How We Score Security
Every entry on ClawGrid goes through a multi-layer evaluation pipeline before you see it. When you deploy via ClawGrid Cloud, these scores are surfaced during skill installation so you always know what you're running.
The Evaluation Pipeline
Registry Scraping
We pull every skill, agent, and extension from the OpenClaw registry and enrich it with GitHub metadata: stars, forks, contributors, commit activity, language, and topics. This gives us the raw signal about community adoption and maintenance.
Automated Security Scan
A pattern-matching scanner analyzes descriptions and metadata for known threat indicators: command injection, credential harvesting, data exfiltration, typosquatting, and coordinated malicious campaigns. Results appear as the Scan Status field.
LLM Security Scoring
Each entry is evaluated by a local LLM across five weighted criteria (see below). The scores are combined into a composite Security Score (1–10), from which the Verdict and Risk Level are deterministically derived. A written rationale explains the reasoning.
Community Voting
Authenticated users can upvote or downvote entries, adding a human signal layer on top of automated analysis. Vote scores influence ranking but not security verdicts.
The Five Scoring Criteria
Each criterion is scored 1–10 by the LLM, then combined using these weights:
Code Safety
30%Does the skill request dangerous capabilities? File system access, network calls, shell execution, credential handling. Higher weight because this directly affects user safety.
Publisher Trust
20%Is the publisher official (core team), verified (known community member), or anonymous? Official and verified publishers have established track records.
Scope Clarity
20%Is the skill's purpose well-defined and focused? Vague or overly broad descriptions are a warning sign — legitimate tools have clear, specific purposes.
Permission Surface
20%How many system resources does it need? A weather skill shouldn't need file system access. Lower permission surface = lower risk.
Community Signal
10%Is there evidence of real usage? GitHub stars, forks, recent commits, and contributor count signal that real developers have vetted and used the code.
Verdict Thresholds
The verdict is deterministically derived from the composite score — no subjective judgment:
Safe
7–10
Low risk
Review
5–6
Medium risk
Suspicious
3–4
High risk
Malicious
1–2
Critical risk
Entries flagged by the automated security scanner as threats are automatically classified as malicious regardless of their LLM score.
Transparency & Limitations
Scoring is metadata-based, not code-audited.
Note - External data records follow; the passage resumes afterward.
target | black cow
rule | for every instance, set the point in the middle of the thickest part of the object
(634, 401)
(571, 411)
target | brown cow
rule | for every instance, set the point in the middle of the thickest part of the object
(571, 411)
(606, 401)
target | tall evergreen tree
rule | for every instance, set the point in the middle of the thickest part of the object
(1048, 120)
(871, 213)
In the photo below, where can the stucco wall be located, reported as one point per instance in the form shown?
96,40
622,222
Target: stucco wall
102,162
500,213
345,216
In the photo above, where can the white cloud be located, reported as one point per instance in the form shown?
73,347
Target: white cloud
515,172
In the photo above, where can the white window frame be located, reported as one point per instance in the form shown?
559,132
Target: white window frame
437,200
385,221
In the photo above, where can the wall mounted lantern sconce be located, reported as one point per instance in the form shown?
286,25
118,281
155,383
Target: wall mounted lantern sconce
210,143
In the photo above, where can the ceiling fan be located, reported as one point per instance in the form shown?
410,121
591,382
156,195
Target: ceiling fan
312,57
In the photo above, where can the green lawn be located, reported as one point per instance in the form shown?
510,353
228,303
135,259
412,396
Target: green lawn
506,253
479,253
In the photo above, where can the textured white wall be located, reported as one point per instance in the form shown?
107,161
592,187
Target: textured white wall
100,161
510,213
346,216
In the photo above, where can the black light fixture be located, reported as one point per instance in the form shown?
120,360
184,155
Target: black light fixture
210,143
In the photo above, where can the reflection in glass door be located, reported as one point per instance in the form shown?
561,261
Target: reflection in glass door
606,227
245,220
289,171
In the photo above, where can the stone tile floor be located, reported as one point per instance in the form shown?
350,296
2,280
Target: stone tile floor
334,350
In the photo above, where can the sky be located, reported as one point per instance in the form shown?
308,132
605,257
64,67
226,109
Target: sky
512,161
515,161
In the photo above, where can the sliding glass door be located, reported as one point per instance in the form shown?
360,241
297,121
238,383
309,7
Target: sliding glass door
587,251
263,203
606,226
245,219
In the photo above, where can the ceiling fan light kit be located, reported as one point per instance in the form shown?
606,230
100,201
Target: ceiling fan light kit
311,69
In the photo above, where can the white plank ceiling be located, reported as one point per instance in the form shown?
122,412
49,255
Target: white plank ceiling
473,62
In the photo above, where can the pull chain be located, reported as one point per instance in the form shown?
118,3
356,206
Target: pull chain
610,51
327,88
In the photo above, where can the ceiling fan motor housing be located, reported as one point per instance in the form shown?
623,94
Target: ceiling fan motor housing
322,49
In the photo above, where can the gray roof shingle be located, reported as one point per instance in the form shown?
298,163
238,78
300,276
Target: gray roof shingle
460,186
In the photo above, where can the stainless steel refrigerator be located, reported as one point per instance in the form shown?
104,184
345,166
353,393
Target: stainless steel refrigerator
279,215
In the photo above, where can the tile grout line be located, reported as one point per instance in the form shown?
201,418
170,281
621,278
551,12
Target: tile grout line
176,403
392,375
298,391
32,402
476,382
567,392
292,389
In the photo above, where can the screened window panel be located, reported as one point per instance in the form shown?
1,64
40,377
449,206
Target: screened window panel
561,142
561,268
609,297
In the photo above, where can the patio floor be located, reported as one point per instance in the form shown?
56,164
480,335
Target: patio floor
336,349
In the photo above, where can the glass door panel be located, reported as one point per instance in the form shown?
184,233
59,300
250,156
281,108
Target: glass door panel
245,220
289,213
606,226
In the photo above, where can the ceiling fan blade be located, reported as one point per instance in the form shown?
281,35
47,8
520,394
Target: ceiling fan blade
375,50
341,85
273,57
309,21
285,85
We analyze descriptions, publisher info, permission declarations, and community signals — not the actual source code. A high score means the metadata looks trustworthy, not that the code has been audited line by line.
LLM analysis has inherent uncertainty. We use a local LLM (gemma3:4b) for scoring. While calibrated against ground truth data, LLM judgments can be wrong. The security scanner provides a deterministic second opinion.
Some entries have preliminary scores. Entries showing "Preliminary score" have been scored with an older model and are queued for detailed multi-criteria analysis. Their scores are normalized but less precise.
ClawGrid is a trust signal, not a guarantee. Always review the source code of any skill before granting it access to sensitive data or systems. Our scoring helps you prioritize what to review.